My friend was perfectly right, though it was not until long, long afterwards that experience of life taught me the evil that comes of thinking—still worse, of saying—much that seems very fine; taught me that there are certain thoughts which should always be kept to oneself, since brave words seldom go with brave deeds. I learnt then that the mere fact of giving utterance to a good intention often makes it difficult, nay, impossible, to carry that good intention into effect. Yet how is one to refrain from giving utterance to the brave, self-sufficient impulses of youth? Only long afterwards does one remember and regret them, even as one incontinently plucks a flower before its blooming, and subsequently finds it lying crushed and withered on the ground.
Leo Tolstoy – Youth (1857)
An old problem we've managed to make worse. It takes time for people to learn that brave words seldom go with brave deeds. We gradually grow into the adult world of trade-off and compromise to learn that carrying out those brave deeds may be too difficult, impossible or best forgotten altogether.
Yet the problem seems to have been exacerbated by modern levels of prosperity where practical, pragmatic insight is much less valuable than it once was. We also have to contend with the expansion of university education way beyond achievable academic excellence. The curse of the well qualified midwit is not a trivial curse.

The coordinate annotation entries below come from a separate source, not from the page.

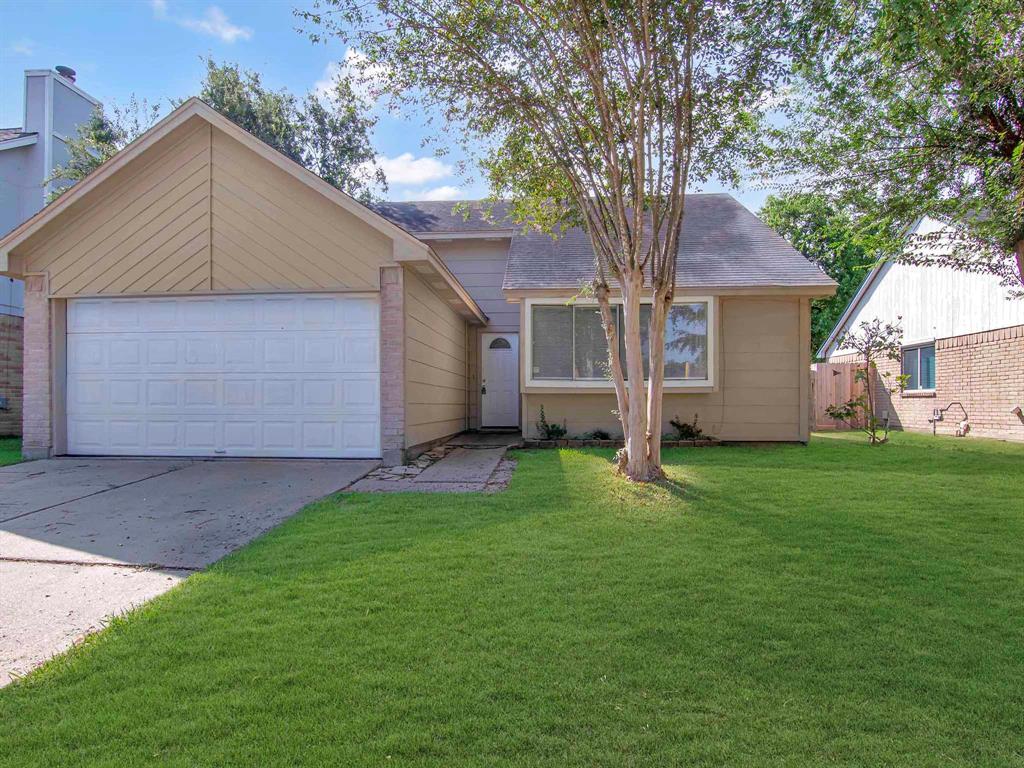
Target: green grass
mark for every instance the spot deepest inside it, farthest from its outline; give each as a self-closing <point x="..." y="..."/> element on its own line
<point x="10" y="451"/>
<point x="835" y="604"/>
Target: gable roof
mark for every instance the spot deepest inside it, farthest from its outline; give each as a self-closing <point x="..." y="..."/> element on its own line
<point x="723" y="246"/>
<point x="407" y="247"/>
<point x="449" y="217"/>
<point x="860" y="295"/>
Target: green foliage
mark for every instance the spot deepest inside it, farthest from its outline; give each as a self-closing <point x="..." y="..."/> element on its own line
<point x="549" y="431"/>
<point x="102" y="136"/>
<point x="686" y="430"/>
<point x="563" y="117"/>
<point x="912" y="108"/>
<point x="829" y="236"/>
<point x="10" y="451"/>
<point x="872" y="341"/>
<point x="328" y="135"/>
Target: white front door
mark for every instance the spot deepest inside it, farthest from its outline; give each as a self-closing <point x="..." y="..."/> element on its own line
<point x="281" y="375"/>
<point x="500" y="380"/>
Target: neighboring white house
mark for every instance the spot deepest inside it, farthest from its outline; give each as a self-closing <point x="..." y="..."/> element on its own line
<point x="963" y="342"/>
<point x="54" y="108"/>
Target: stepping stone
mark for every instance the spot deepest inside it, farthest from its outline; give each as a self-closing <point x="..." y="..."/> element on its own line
<point x="463" y="466"/>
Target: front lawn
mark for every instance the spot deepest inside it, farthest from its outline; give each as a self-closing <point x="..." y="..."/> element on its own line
<point x="835" y="604"/>
<point x="10" y="451"/>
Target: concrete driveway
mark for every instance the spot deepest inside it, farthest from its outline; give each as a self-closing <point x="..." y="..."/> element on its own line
<point x="82" y="540"/>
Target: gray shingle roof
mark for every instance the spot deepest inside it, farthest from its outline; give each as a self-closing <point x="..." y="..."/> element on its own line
<point x="722" y="245"/>
<point x="440" y="216"/>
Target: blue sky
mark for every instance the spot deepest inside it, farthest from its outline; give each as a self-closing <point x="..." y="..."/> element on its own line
<point x="153" y="48"/>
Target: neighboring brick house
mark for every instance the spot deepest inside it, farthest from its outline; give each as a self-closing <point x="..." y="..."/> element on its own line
<point x="54" y="108"/>
<point x="964" y="342"/>
<point x="201" y="294"/>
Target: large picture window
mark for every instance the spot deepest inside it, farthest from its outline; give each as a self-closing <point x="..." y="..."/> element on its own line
<point x="919" y="366"/>
<point x="568" y="342"/>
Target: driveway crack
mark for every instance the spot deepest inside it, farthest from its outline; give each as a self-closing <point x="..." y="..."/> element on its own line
<point x="95" y="493"/>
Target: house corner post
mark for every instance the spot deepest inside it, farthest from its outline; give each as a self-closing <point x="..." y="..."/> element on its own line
<point x="806" y="394"/>
<point x="392" y="365"/>
<point x="37" y="414"/>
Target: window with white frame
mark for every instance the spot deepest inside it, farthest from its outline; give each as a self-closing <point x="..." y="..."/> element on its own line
<point x="567" y="343"/>
<point x="919" y="367"/>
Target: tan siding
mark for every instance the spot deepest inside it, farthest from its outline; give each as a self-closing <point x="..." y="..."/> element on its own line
<point x="435" y="365"/>
<point x="197" y="212"/>
<point x="758" y="396"/>
<point x="272" y="231"/>
<point x="145" y="227"/>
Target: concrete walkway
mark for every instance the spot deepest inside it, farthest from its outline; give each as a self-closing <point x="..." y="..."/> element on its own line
<point x="474" y="462"/>
<point x="82" y="540"/>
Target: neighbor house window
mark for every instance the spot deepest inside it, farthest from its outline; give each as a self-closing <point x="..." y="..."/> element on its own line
<point x="919" y="367"/>
<point x="568" y="342"/>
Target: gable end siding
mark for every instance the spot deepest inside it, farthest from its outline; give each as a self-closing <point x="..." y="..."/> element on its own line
<point x="199" y="212"/>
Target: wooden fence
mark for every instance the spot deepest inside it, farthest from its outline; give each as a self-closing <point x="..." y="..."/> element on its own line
<point x="832" y="384"/>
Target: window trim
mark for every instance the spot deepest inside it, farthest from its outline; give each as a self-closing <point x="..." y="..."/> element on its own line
<point x="916" y="347"/>
<point x="605" y="384"/>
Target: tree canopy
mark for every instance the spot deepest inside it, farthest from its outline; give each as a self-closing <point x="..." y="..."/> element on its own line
<point x="591" y="112"/>
<point x="913" y="108"/>
<point x="327" y="133"/>
<point x="844" y="247"/>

Hence the perennial problem with student activists and retarded maturity which sometimes never does mature because careers may now be built on the evil that comes of thinking—still worse, of saying—much that seems very fine. Evil careers perhaps, but careers all the same.
6 comments:
Cast your mind back to the 50s and (particularly) the 60s. This is when young people started to have an economic voice. They started to buy music on 78s, and then 45s, that appealed to 'the youth'. Apprentices no longer wore short trousers when they started work. Hats were no longer a required dress choice when going around in public. Coffee bars proliferated. All these changes exposed a whole new raft of 'consumers' - and their choices mattered for the first time. And their youthful thoughts were no longer kept to themselves, they were encouraged to express themselves by businesses seeking sales.
Now I'd add that the pre-50s were pretty hidebound and socially conservative so the reaction was natural, as in previous generations. The key difference this time was that young voices were suddenly significant.
Your middle paragraph describes the problem essence of our present society, which I am always enunciating, AK, I'll sue you for plagiarism!
I was hoping that this would be a recantation by Thunberg, Owen Jones, or Monbiot. Never mind.
Yes, a big problem now is that near-universal Higher Education means a lot of ordinary people are exposed to extraordinary ideas. It was thought that the ideas would improve the people, but all too often the uncultured dullards drag the ideas down to their level.
DJ - to my mind, having lived through it, expanded choice for young people raises some interesting uncertainties about the nature of choice. The period could be seen as an increased range of controlling influences rather than more choices. From this perspective, it may be said that people are still hidebound, but in different, less coherent ways.
Tammly - oh no, I thought I'd just discovered it!
Sam - yes, it's as if certain perspectives have a certain social cachet but are no more useful than simpler perspectives and possibly less useful. We've increased the number of people who aren't well grounded.
“The curse of the well qualified midwit is not a trivial curse.”
Indeed not, AKH.
James - and fewer universities would be one remedy worth trying.